What I've tried so far is:

 *repeat the scenario under VirtualBox:* doing similar (but not exactly the same...) things as on my real box, I get into a similar (again, not exactly the same...) boot problem.
 *boot the FreeBSD kernel directly using GRUB 2:* kernel stops to ask for a root location, because it couldn't find the one specified (not found, error 2)
 *import the root pool when running from a FreeBSD live CD: * importing didn't indicate any integrity problems, so the data should be fine. (Though, I didn't scrub it, because of another, unidentified problem: the scrubbing crawls only at 500kB/sec!)
 booting from either of the previosly working, 250GB GPT disks (see below) *produces identical problem report*.

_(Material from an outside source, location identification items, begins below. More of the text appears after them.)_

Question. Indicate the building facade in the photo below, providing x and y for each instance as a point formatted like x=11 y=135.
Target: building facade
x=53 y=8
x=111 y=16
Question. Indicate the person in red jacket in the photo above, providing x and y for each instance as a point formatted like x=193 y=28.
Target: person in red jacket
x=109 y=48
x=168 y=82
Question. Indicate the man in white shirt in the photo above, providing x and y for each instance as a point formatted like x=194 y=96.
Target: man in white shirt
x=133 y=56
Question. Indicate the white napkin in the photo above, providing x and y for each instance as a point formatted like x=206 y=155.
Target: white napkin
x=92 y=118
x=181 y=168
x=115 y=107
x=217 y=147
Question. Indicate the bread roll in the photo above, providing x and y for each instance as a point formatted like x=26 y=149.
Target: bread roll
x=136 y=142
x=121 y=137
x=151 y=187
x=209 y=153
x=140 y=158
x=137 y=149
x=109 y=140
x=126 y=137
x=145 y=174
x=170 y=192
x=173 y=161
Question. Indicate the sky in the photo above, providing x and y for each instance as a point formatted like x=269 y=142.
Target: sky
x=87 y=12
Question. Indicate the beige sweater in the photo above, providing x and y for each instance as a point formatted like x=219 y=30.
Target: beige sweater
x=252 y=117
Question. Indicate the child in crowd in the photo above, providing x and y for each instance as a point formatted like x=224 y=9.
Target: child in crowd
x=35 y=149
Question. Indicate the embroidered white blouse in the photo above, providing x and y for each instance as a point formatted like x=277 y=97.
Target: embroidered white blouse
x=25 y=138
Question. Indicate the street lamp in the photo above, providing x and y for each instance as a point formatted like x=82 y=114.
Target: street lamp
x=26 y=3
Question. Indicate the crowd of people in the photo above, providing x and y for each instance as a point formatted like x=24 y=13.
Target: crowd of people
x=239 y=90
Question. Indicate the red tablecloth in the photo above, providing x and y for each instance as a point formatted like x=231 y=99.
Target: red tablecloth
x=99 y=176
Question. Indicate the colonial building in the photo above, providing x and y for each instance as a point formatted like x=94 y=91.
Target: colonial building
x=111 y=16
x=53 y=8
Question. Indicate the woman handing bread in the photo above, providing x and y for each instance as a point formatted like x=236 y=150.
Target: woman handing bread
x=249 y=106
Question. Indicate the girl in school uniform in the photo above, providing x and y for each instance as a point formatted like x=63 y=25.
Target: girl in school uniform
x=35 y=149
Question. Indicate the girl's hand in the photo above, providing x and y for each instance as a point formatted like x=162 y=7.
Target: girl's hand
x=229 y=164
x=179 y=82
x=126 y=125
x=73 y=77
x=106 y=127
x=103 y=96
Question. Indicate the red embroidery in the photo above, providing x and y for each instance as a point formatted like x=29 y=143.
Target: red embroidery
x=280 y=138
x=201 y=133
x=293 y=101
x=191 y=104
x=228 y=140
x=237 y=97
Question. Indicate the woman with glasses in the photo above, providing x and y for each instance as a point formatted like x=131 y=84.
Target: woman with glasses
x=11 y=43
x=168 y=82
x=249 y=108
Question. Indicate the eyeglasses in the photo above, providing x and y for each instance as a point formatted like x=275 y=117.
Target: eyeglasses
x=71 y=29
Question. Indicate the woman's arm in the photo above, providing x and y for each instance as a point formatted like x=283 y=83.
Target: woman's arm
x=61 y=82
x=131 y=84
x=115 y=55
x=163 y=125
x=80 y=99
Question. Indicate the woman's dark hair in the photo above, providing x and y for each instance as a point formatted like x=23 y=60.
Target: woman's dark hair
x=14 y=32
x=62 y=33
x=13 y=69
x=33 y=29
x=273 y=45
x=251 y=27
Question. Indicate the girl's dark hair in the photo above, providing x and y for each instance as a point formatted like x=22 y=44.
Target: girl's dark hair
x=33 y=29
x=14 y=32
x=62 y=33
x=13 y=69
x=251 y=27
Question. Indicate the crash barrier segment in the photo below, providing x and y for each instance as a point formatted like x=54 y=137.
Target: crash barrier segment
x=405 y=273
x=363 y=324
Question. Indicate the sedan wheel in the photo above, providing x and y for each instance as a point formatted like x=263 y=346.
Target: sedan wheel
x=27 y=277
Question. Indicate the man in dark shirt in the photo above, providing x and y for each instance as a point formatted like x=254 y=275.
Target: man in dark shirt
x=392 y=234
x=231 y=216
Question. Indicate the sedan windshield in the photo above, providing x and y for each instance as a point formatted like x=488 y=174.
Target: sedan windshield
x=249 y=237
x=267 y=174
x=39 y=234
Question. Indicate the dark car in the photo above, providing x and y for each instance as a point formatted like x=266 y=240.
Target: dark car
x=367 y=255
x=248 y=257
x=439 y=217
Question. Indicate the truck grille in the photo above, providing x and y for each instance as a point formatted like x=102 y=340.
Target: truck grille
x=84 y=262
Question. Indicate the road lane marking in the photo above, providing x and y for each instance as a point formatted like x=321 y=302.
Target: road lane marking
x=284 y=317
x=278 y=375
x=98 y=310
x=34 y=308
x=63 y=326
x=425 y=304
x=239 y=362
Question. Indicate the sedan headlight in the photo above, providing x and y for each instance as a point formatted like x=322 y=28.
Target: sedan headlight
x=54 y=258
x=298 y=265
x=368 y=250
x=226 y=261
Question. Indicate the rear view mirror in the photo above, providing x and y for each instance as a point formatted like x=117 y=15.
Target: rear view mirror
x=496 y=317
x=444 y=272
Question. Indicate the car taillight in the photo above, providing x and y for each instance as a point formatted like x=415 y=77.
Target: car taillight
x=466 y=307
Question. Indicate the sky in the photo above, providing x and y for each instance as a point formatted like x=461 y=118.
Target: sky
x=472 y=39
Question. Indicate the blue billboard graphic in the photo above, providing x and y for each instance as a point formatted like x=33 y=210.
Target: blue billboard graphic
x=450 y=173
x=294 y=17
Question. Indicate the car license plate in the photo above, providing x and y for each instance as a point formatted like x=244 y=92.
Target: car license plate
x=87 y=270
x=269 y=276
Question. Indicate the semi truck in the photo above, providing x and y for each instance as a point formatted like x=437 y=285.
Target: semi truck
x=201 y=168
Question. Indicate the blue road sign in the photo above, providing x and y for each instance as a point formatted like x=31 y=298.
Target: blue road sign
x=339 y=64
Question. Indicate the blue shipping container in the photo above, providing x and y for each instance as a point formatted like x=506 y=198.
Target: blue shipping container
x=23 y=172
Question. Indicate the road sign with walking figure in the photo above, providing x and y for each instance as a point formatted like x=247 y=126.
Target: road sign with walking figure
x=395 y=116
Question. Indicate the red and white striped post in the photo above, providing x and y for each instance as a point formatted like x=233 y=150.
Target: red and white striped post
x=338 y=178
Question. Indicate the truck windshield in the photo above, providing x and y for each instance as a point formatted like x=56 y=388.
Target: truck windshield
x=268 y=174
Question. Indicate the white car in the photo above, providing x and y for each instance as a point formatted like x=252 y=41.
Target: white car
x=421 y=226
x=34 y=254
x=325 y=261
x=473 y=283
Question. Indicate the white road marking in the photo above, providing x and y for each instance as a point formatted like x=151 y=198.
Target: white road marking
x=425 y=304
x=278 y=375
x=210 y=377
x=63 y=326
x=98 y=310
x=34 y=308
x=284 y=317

The problem appeared like this:

 I had a perfectly working FreeBSD 9 set up using two-disk ZFS mirror setup, using 250GB GPT-partitioned disks.
 I had three more disks, two 320GB ones, containing old stuff I wanted to keep. The larger disk was a brand new 750GB disk.
 My plan was add these disks to the root pool, mirroring the 750GB one with the 320GB ones, leaving the remainder of the big disk for other use.
 I thought I'd like to be able to run Windows XP on the same machine, so I decided to use MBR scheme to partition the 750GB disk for compatibility reasons.
 Setting this up worked well by looking up tips from the net as problems arose. Finally I had roughly 800GB+ of partially mirrored and filled space available. I copied the stuff over from the 320GB disks, but didn't re-format them. So the vdevs on the 750GB disk didn't have mirrors yet.
 Ok, everything looking great so far. So I shut down the box at some point and then later started it again, but: Boom. Stops on error talking about a missing dataset.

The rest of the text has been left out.